In these circumstances, we typically return an e-mail to the correspondent, explain our anonymity policy and ask their involvement in the trade. Ninety-nine percent of the time the correspondent responds, his or her identity is quickly confirmed and we can use the letter. Fairly often, we start up a continuing dialog and make a new friend.
Yet lately something odd has happened… As we have begun to report more negative experiences with Fresh & Easy, we suddenly started receiving several letters with more positive observations.
Yet something was odd about these letters. They were all from people the Pundit has never heard of, and all of them came from e-mail addresses that are available for free and that enable people to hide their identity, such as Gmail accounts.
Because we deal business-to-business, most of the e-mails we receive come from corporate e-mail systems and we know a lot of people and companies, so it is odd that we don’t know any of these new ones.
Yet the strangest thing is that while almost everyone we respond to typically returns our e-mails, not one of these “positive” e-mail writers answers our e-mails, despite multiple attempts.
We always want to be straight with you, our readers, so we wanted to lay this situation out.
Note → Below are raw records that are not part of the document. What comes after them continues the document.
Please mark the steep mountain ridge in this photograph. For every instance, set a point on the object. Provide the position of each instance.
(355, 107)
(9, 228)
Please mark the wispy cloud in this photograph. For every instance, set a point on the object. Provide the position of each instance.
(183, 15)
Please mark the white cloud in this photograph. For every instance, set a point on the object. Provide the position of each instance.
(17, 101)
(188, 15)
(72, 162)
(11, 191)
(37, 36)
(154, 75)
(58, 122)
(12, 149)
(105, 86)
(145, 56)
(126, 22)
We have a bunch of positive letters about Fresh & Easy that we cannot run.
Yet we don’t think it much of a loss. While the letters we have published often involved specific information, such as the number of packages they counted at closing time and how many had to be removed from the shelf because they passed the expire date, these letters we can’t publish have odd claims, such as that they heard a woman shopper saying she loved Fresh & Easy.
We have no way of knowing who is sending these letters but, to us, it looks like someone trying to stuff the ballot box. Could it be an employee of Tesco who wants to slant things one way? Could it be a supplier to Tesco? Could be an organized effort by Tesco to influence our coverage? We have no idea. There is just no way to know.
We would say this, though: Our purpose here is not to hurt any company. Strong organizations welcome criticism as they can incorporate that critique into their own process of continuous improvement.
Many of the letters we have published come from people of such eminence; they would cost an organization such as Tesco many hundreds of thousands of dollars to retain these people. We give Tesco the benefit of their expertise for free.
A number of the letters have suggested that the Pundit has been tough on Tesco because, they believe, he is under the employment of Wal-Mart!
This is not only false, but the very thought must give some of the folks in Bentonville a chuckle — and indicates the letter-writers have not focused on our even more extensive assessment of Wal-Mart.
We want to make clear that our function is to help advance the industry. We do that through an intellectually withering assessment of important industry institutions and events. Everyone is invited to contribute to this cause, and we can all benefit by encouraging the great minds of this industry to focus more intently on opportunities and obstacles that lie ahead for the industry as a whole and for its constituent parts.
Our e-mail inbox is always open and our phone number works. If we disagree, we will do so politely and with intellectual honesty. We invite participation from all.
But we respect this process, and we respect our readership too much to waste precious time with letters sent on e-mail addresses of convenience over the signature of non-existent people who work for non-existent companies.